Tune of the Day: Nell Flaherty's Drake
This melody is best known as the vehicle for a humorous and much-anthologized song dating from the mid-19th century:
My name it is Nell, quite candid I tell,
And I live near Coothill I will never deny,
I had a large drake, the truth for to speak,
That my grandmother left me and she going to die.
He was wholesome and sound he'd weigh twenty pound,
The universe round I'd rove for his sake;
Bad wind to the robber, be him drunk or sober,
That murdered Nell Flaherty's beautiful Drake.

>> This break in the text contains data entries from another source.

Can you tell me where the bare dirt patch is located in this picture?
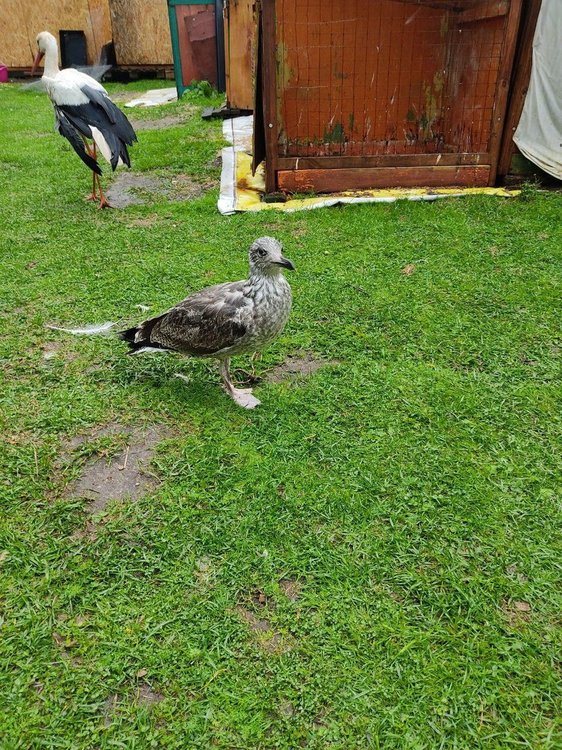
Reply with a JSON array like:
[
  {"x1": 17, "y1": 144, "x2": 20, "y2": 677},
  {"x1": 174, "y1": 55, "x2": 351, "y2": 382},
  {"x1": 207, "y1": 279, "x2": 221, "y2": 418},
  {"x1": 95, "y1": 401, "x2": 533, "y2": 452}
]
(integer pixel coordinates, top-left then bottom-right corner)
[
  {"x1": 137, "y1": 681, "x2": 164, "y2": 708},
  {"x1": 107, "y1": 172, "x2": 209, "y2": 208},
  {"x1": 265, "y1": 352, "x2": 339, "y2": 383},
  {"x1": 60, "y1": 424, "x2": 171, "y2": 516},
  {"x1": 279, "y1": 578, "x2": 302, "y2": 602},
  {"x1": 236, "y1": 605, "x2": 291, "y2": 654},
  {"x1": 402, "y1": 263, "x2": 416, "y2": 276},
  {"x1": 129, "y1": 108, "x2": 194, "y2": 131},
  {"x1": 121, "y1": 214, "x2": 160, "y2": 227},
  {"x1": 102, "y1": 693, "x2": 119, "y2": 727},
  {"x1": 502, "y1": 599, "x2": 532, "y2": 627}
]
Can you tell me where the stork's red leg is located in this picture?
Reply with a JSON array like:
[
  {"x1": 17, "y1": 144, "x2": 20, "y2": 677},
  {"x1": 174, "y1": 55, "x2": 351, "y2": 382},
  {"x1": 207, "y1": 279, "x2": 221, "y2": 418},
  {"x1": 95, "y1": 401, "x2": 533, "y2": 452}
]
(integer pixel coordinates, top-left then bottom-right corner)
[
  {"x1": 96, "y1": 175, "x2": 112, "y2": 208},
  {"x1": 88, "y1": 141, "x2": 111, "y2": 208},
  {"x1": 83, "y1": 138, "x2": 98, "y2": 201}
]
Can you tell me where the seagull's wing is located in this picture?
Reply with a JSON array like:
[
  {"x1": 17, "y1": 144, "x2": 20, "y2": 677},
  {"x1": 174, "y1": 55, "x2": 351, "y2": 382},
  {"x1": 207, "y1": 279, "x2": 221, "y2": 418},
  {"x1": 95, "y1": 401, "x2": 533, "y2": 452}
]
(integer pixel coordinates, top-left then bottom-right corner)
[
  {"x1": 55, "y1": 108, "x2": 101, "y2": 174},
  {"x1": 122, "y1": 281, "x2": 252, "y2": 357},
  {"x1": 50, "y1": 68, "x2": 137, "y2": 169}
]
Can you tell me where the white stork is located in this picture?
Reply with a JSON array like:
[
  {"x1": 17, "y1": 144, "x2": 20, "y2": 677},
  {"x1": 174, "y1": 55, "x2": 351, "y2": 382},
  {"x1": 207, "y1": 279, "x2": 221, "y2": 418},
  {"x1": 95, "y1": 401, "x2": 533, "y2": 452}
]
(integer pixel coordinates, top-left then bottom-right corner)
[{"x1": 32, "y1": 31, "x2": 137, "y2": 208}]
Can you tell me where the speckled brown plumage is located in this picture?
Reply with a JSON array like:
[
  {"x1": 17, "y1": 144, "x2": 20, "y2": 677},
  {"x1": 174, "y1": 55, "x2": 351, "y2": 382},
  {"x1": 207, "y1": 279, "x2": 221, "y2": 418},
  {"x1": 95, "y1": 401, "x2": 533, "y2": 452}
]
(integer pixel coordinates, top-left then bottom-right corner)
[{"x1": 120, "y1": 237, "x2": 294, "y2": 408}]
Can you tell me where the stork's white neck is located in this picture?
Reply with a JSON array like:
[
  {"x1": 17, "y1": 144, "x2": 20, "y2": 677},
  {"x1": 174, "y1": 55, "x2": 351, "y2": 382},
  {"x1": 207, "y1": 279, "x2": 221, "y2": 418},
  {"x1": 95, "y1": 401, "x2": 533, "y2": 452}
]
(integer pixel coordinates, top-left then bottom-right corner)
[{"x1": 43, "y1": 38, "x2": 60, "y2": 78}]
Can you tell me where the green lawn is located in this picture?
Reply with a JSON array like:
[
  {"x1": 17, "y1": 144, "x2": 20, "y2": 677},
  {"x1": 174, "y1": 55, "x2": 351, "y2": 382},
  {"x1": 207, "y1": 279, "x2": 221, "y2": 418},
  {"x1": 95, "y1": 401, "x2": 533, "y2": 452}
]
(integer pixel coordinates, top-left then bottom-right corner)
[{"x1": 0, "y1": 84, "x2": 562, "y2": 750}]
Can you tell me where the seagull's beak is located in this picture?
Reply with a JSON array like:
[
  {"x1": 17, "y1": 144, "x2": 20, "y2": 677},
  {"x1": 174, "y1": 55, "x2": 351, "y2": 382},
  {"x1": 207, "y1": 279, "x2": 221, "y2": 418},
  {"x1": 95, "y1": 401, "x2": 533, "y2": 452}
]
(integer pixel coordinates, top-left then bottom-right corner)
[
  {"x1": 31, "y1": 50, "x2": 45, "y2": 76},
  {"x1": 275, "y1": 256, "x2": 295, "y2": 271}
]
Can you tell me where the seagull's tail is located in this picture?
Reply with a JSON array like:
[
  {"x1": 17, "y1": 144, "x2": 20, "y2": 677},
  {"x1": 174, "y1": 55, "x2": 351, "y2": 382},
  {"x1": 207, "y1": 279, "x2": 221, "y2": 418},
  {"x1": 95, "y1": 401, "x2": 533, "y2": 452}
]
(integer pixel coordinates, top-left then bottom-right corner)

According to a commentary on the website of the National Library of Scotland,
The drake of the title is believed to be a coded reference to Robert Emmet (1778–1803), who helped to plan and led an uprising against British rule in Dublin in 1803. The uprising went wrong after an explosion at an arms depot, and Emmet was captured and hanged for his part in the uprising and the assassination of the Lord Chief Justice. Nell Flaherty represents Emmet's fiancée, Sarah Curran, (1782–1808). The author curses those (i.e. the British authorities) who killed Nell Flaherty's drake and urges the readers to keep up the fight. Irish Home Rule was a volatile subject in Britain in the nineteenth as well as the twentieth century, hence the coding in this song.